Old trick, Chia thought. Stalling.

"You know that I cannot do that," Zona said. "I have responsibilities here. Maria Conchita, the Rat warlord, has stated that -"

"As if we care, right?" Kelsey launched herself straight up, her nymphness a pale blur against the rising tangle of green, until she hovered just below the canopy, a beam of sunlight flattering one impossible cheekbone. "ZONA ROSA'S FULL OF SHIT!", she bellowed, not at all nymph-like.

"Don't fight," Chia said. "This is important."

Kelsey descended, instantly. "Then you go," she said.


"You," Kelsey said.

"I can't," Chia said. "To Tokyo? How could I?"

"In an airplane."

"We don't have your kind of money, Kelsey."

"You've got a passport. We know you do. Your mother had to get one for you when she was doing the custody thing. And we know that you are, to put it delicately, 'between schools', yes?"

"Yes -"

"Then what's the prob?"

"Your father's a big tax lawyer!"

"I know," Kelsey said. "And he flies back and forth, all over the world, making money. But you know what else he earns, Chia?"
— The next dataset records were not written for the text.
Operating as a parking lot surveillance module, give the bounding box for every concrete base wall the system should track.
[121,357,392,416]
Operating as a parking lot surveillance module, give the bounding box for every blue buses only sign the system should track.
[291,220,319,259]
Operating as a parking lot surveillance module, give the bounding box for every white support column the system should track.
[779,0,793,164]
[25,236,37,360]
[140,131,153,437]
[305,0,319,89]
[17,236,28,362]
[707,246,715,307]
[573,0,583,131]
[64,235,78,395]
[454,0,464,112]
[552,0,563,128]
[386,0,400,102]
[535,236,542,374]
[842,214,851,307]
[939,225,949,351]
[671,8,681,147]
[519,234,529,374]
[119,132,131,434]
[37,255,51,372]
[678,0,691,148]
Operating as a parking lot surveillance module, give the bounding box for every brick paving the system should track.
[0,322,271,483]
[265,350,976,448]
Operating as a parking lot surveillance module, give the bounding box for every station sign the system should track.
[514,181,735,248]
"Frequent-flyer points. Big-ass frequent-flyer points. On Air Magellan."

"Interesting," said the Aztec skull.

"Tokyo," said the mean nymph.

Shit, Chia thought.

The wall opposite Chia's bed was decorated with a six-by-six laser blow-up of the cover of 
Lo Rez Skyline, their first album. Not the one you got if you bought it today, but the original, the group-shot they'd done for that crucial first release on the indie Dog Soup label. She'd pulled the file off the club's site the week she'd joined, found a place near the Market that could print it out that big. It was still her favorite, and not just, as her mother too frequently suggested, because they all still looked so young.
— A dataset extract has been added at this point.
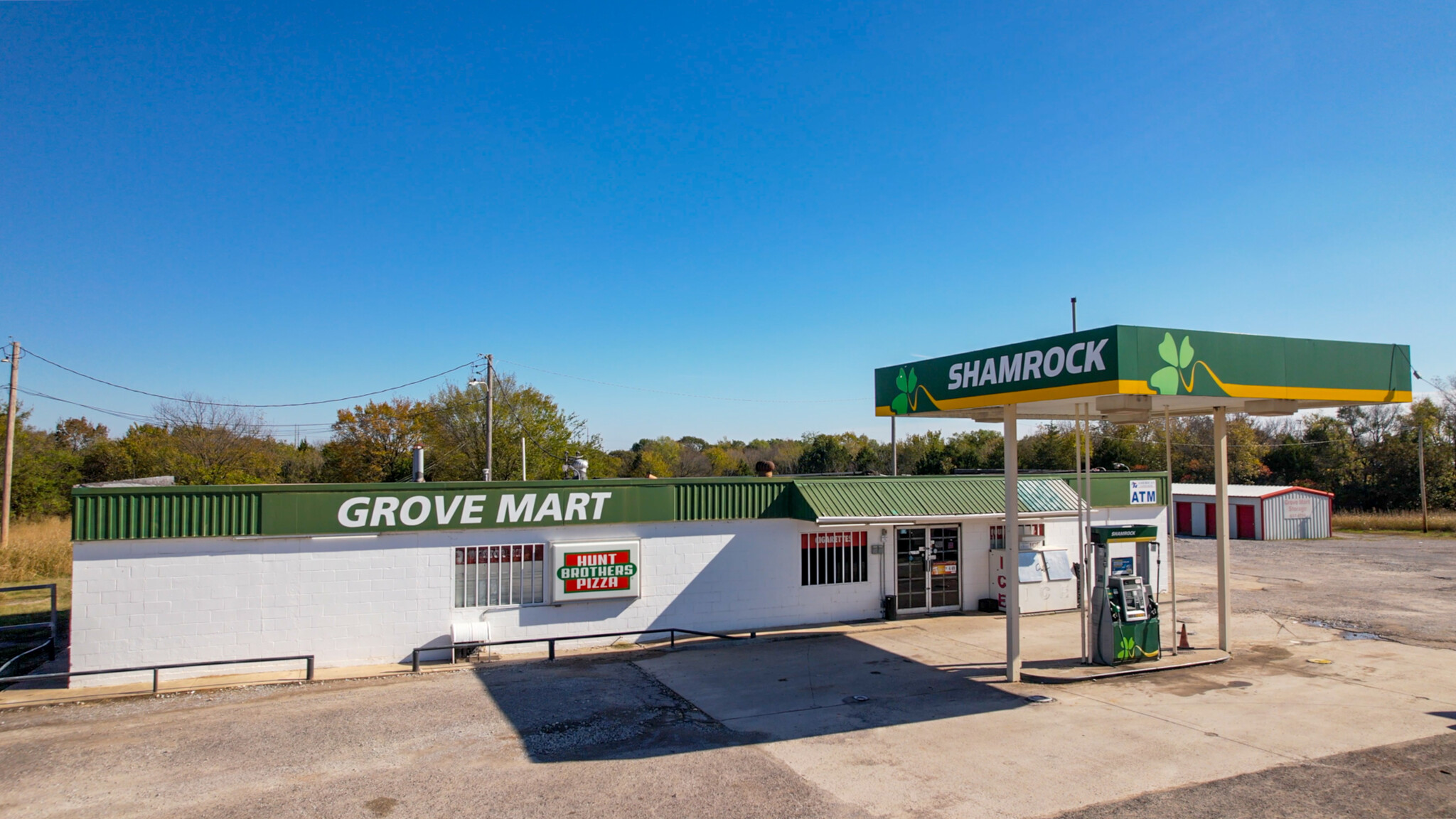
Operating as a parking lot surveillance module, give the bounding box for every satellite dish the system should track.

Lo Rez Skyline had been released, if you could call it that, a week (well, six days) before Chia had been born. She estimated that no hard copies would have reached Seattle in time for her nativity, but she liked to believe there had been listeners here even then, PacRim visionaries netting new sounds from indies as obscure, even, as East Taipei's Dog Soup. She knew that, somehow, just as she knew that "Stuck Pixel", barely even a song, just Lo noodling around on some pawnshop guitar, must have been playing somewhere when her mother, who'd spoken very little English at that point, chose Chia's name from something cycling past on the Shopping Channel, the phonetic caress of those syllables striking her there in Postnatal Recovery as some optimally gentle combination of sounds Italian and English; her baby, red-haired even then, subsequently christened - Chia Pet McKenzie (somewhat, Chia later gathered, to the amazement of her absent Canadian father).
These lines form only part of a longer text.